And yet no-one seems to give a toss.
Look around the suburbs and everyone is still wasting water.

Bewildering, isn’t it?

Oh, Autumn

You sly dog, you.

We were out at dinner last night, attempting – amongst other things – to plan the weekend. But there’s no point in planning outdoor stuff when the autumn weather forecast is decidedly autumnal. So I checked on just how bad it was going to be.


OMG! Batten down the Beagle!

Looks like it’s not quite time to pack the sunscreen away just yet.

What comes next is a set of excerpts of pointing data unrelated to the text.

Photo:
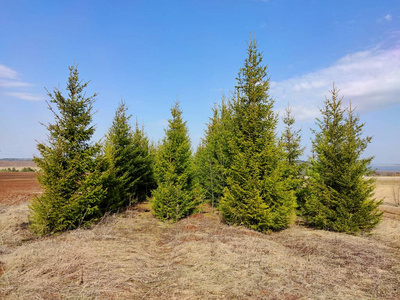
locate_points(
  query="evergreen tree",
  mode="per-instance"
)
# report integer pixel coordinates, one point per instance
(340, 199)
(129, 175)
(70, 173)
(291, 144)
(257, 193)
(143, 165)
(174, 197)
(119, 154)
(212, 159)
(291, 139)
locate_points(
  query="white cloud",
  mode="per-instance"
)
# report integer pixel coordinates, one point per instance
(388, 17)
(9, 79)
(369, 79)
(26, 96)
(13, 83)
(8, 73)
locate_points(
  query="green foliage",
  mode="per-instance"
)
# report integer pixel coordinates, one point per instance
(340, 198)
(258, 193)
(175, 196)
(143, 163)
(70, 174)
(291, 144)
(27, 169)
(212, 159)
(129, 176)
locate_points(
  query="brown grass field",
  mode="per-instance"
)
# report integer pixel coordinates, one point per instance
(132, 255)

The only down side (there’s always got to be a down side because there are no clouds to have silver linings), is that we are kinda desperate for some rain. And even though we got a bit last week, the damn dam levels are now down to 32.8% (from 34.1% last week), and just 2.8% above the critical level of 30%.
I’m not sure what happens then, but apparently, whatever it is, it’s not “panic”:

Without rainfall, the Voëlvlei Dam would only be able to supply the metropole until July and the West Coast municipalities until the end of May. However, the council said it did not want to “unleash a panic” and it has the situation under control.

I wonder what they have in mind? A time machine and a DIY Desalination Plant kit? Cloud seeding? Vague hope?
This assurance from our local city council comes after the government minister for Water and Sanitation went onto the radio and asked religious individuals to “pray for divine intervention” to end the drought.

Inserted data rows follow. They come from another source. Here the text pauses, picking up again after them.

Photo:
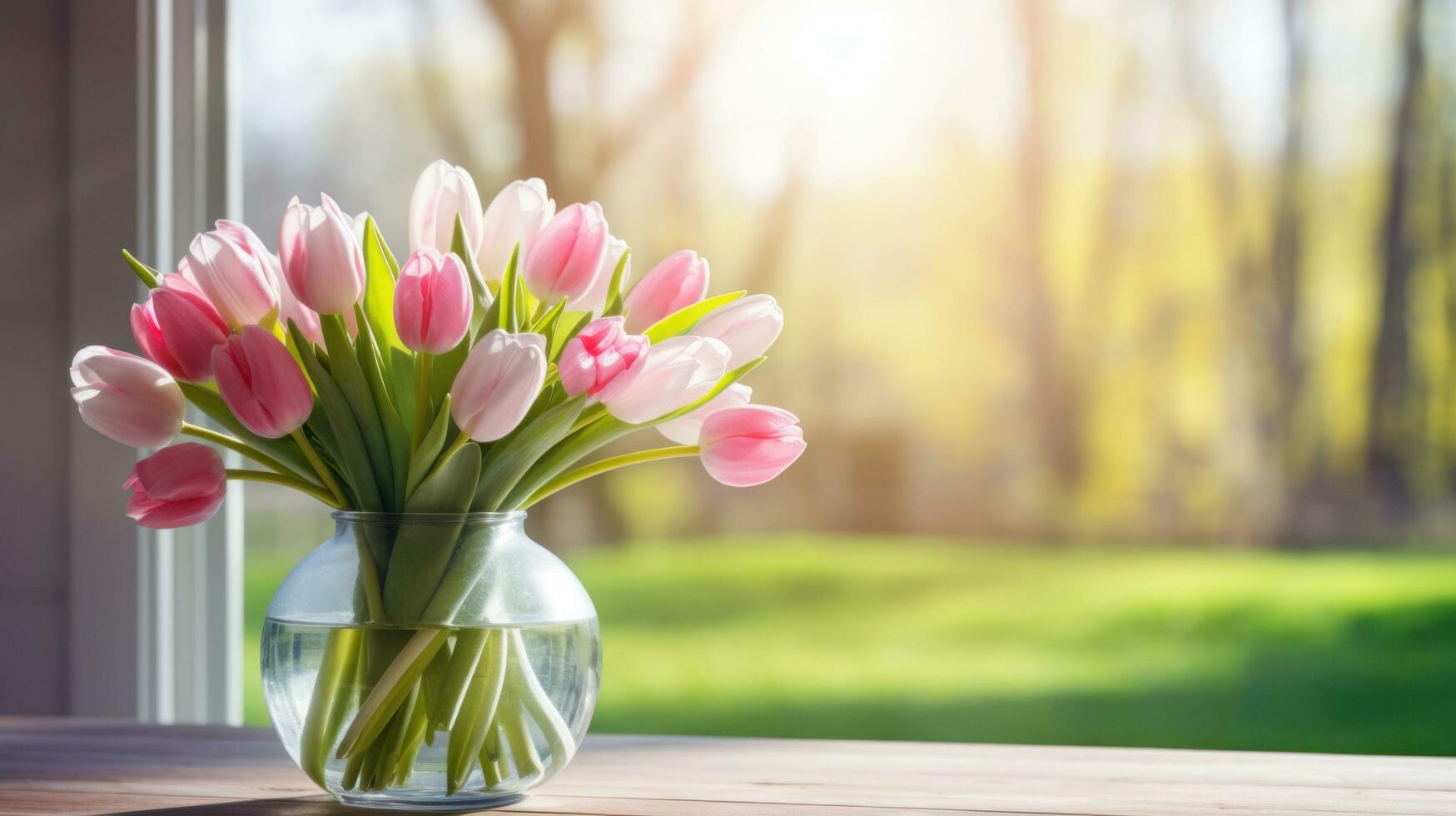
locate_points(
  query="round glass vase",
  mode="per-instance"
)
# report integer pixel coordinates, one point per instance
(430, 662)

That plan is evidently yet to kick in effectively.

Enjoy the weekend, and please don’t water your garden.

Worst no age restriction ever

We were looking at getting some tickets for a local version of a popular Broadway show called Vocal Harmonisation in the Precipitation (or something similar). Our younger child is particularly keen to go along.

But… is this show suitable for a seven year old? Quick – to the website, Batman!
Where we found this:

“No under 5s. No age restriction.”

Apart from under 5s, I presume?

It turns out that firstly, going to the theatre is DAMN EXPENSIVE (no wonder it’s dying the death), and secondly, the direct contradiction above is far from the most confusing thing in the terms and conditions, which have forty-seven different pricing options, depending on seat position, age, status, height, beagle ownership and “whether the wind be in the East, my boy”. Oh, and also depending on whether you automatically pronounced that last one in a pirate’s accent.

On a more serious note, the website also describes those in the first few rows of the stalls as being in danger of getting wet, during the show’s “Big Number” (from where it takes its name). I’d like to know just how much water is used in this sequence, please, given that the local outrage athletes and killjoys got Slide The City cancelled for exactly the same spurious reasons.

Ah yes. Remember those halcyon pre-#NeneFired days when arguing over recycled non-potable water was the biggest concern we had?

What we wouldn’t give to go back to them now, hey?